I can't let him blame himself it is all our faults. I have to say this is bad. I think I may know how to help him now. I turned to leave the office when something caught my eye. It was a needle.
I was thinking no please no. I ran upstairs and called the doctor. He read the test. He had said that it was a low shot of Heroin.
I was thinking how did they miss that when it was on the paper. Paul what did you get yourself into. I was told he would go through withdraw but not bad. He didn't need admitted. He was still allowed to take the meds and he also had cocaine in his system.
That is what was going to make this a hard withdraw but still not enough to admit him. I was like are you crazy.I went back down to the office and got rid of all that stuff. I quite smoking and I felt better. I hated seeing Paul this way. How did it get this far without anyone noticing. I went back to the office and got out one of Paul's Les Paul's and started to play it.
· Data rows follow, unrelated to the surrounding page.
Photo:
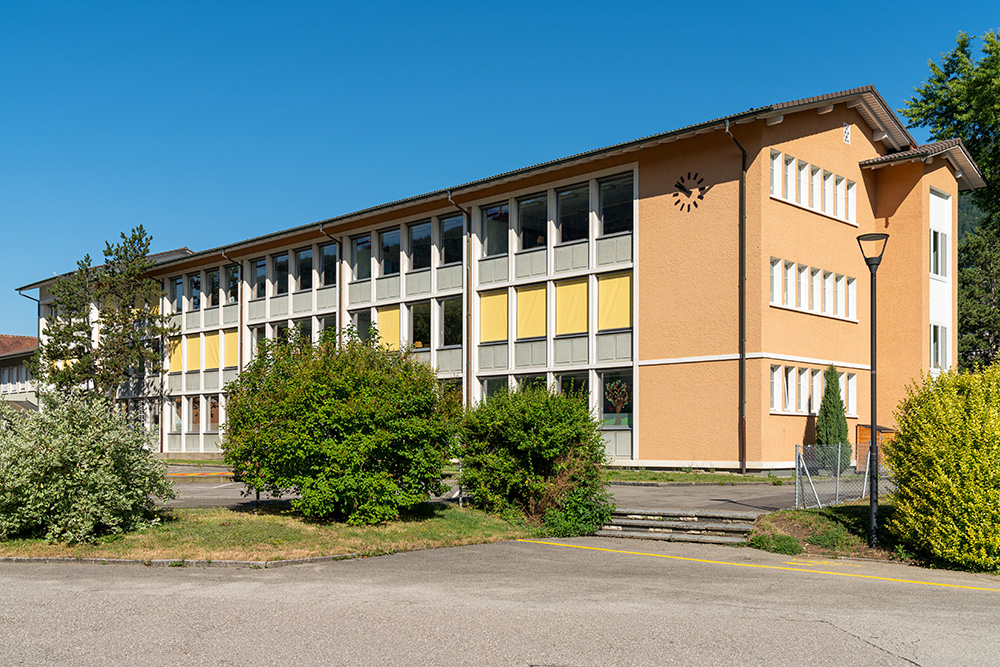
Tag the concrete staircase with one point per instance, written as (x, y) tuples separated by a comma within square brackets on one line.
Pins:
[(704, 526)]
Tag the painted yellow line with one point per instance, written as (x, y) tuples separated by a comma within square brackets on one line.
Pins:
[(764, 567)]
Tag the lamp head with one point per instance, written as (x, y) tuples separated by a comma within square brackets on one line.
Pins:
[(872, 246)]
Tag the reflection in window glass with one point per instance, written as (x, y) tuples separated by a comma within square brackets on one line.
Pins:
[(573, 206), (281, 273), (194, 414), (389, 252), (362, 323), (533, 220), (493, 386), (212, 287), (194, 290), (361, 255), (452, 321), (616, 205), (496, 220), (420, 317), (258, 276), (213, 413), (232, 284), (303, 269), (616, 398), (420, 246), (328, 255), (451, 239)]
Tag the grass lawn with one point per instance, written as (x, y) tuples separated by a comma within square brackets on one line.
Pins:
[(832, 531), (642, 475), (280, 534)]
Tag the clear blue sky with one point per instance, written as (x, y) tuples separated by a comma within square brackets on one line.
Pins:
[(210, 122)]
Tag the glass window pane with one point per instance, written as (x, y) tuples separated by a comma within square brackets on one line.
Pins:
[(281, 273), (361, 255), (616, 205), (212, 287), (420, 317), (616, 398), (420, 246), (329, 258), (389, 252), (496, 221), (303, 269), (533, 220), (451, 239), (573, 206), (194, 291), (259, 279), (232, 284), (452, 321)]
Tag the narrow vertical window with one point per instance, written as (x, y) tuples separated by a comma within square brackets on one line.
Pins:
[(212, 287), (361, 257), (258, 274), (328, 256), (280, 269), (451, 315), (420, 324), (573, 213), (420, 245), (303, 269), (533, 221), (496, 222), (451, 239), (232, 283), (194, 291), (616, 204), (389, 252)]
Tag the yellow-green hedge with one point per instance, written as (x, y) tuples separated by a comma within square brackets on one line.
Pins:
[(946, 461)]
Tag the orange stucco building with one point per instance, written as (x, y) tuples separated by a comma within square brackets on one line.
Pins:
[(694, 284)]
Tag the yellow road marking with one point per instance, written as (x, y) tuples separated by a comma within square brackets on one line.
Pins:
[(764, 567)]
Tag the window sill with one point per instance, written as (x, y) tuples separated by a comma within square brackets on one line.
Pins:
[(812, 312), (852, 223)]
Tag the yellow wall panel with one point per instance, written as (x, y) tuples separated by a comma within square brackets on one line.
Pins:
[(388, 327), (175, 355), (231, 341), (571, 307), (493, 317), (531, 311), (193, 344), (614, 301), (212, 350)]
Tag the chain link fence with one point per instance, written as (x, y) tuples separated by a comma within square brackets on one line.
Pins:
[(834, 474)]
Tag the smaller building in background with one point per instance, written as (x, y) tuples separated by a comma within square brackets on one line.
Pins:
[(16, 384)]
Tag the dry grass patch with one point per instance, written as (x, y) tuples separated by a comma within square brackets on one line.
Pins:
[(280, 534)]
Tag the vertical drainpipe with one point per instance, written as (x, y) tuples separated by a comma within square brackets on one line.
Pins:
[(468, 300), (743, 304)]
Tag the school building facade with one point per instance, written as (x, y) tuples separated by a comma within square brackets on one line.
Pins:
[(694, 284)]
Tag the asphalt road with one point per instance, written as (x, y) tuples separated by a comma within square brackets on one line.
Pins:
[(614, 602)]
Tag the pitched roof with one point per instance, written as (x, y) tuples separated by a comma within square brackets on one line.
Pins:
[(15, 345), (967, 172)]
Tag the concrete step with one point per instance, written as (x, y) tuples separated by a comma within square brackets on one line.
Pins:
[(671, 537), (682, 526)]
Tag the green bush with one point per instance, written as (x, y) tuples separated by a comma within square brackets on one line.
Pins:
[(538, 455), (946, 463), (76, 471), (776, 543), (358, 430)]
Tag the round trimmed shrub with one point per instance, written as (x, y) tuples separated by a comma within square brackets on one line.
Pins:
[(358, 430), (538, 455), (946, 462), (76, 471)]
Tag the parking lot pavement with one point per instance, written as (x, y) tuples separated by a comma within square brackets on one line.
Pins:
[(585, 601)]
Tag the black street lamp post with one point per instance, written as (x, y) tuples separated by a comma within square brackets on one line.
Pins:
[(872, 247)]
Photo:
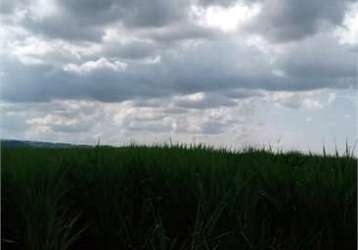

Not my kind of guitar but it will do for now. I started to play In my Tears by Emigrate.
I then heard yelling upstairs. I ran upstairs and went to Paul. He looked to be in pain. I picked him up and took him to the couch. I laid with him and cuddled. I had my hands around him and he was on top of me. I wasn't going to let him suffer anymore.
I fell asleep and that was a mistake. I forgot to lock the door and that was a mistake. I would regret both decisions.
I woke up to find a guy with a needle in the room. I lifted Paul off me and I got into a fight with the guy. He said something about we would regret this and he would be back.
Paul what did you get yourself into. I had a bad feeling and called the band and Ghost and we all put trackers on all electric devices. We are all friends now. I didn't want something to happen to anyone.
I picked up Paul and took him to bed. I locked the door and then went to bed with Paul.
I woke up to find Paul convulsing. I was told that was going to happen. I hoped this would be over soon. I hated to see him like this. He has not opened his eyes once scince I found him. It looked like there was no life left in him. I didn't know if he could hear me. I miss the Paul we all know. This is I don't know maybe dead inside
Paul and I don't like it.He stopped convulsing. "Paul, Please, come back we miss you. I miss you. I love you Paul."
I walked out of the room to get some coffee and came back to find Paul on the floor. I picked him up and put him back on the bed. I thought how is this going to go.
I woke up to find Paul gone. This had been four months later. I had a bad feeling about this. I went into the basement and I found him. He was playing guitar. I was shocked. This was the first time I have seen him awake.
"Paul, how do you feel?"
"A lot better thanks to you. I have to ask why? How are you feeling?"
"Good and I love you."
He put down the guitar and got something and it was a ring. He had asked and I said yes and we eloped. Best feeling ever.
Except something is missing I couldn't figure out what it was. I was trying to place it but couldn't. I moved in with Paul. But, something was still missing.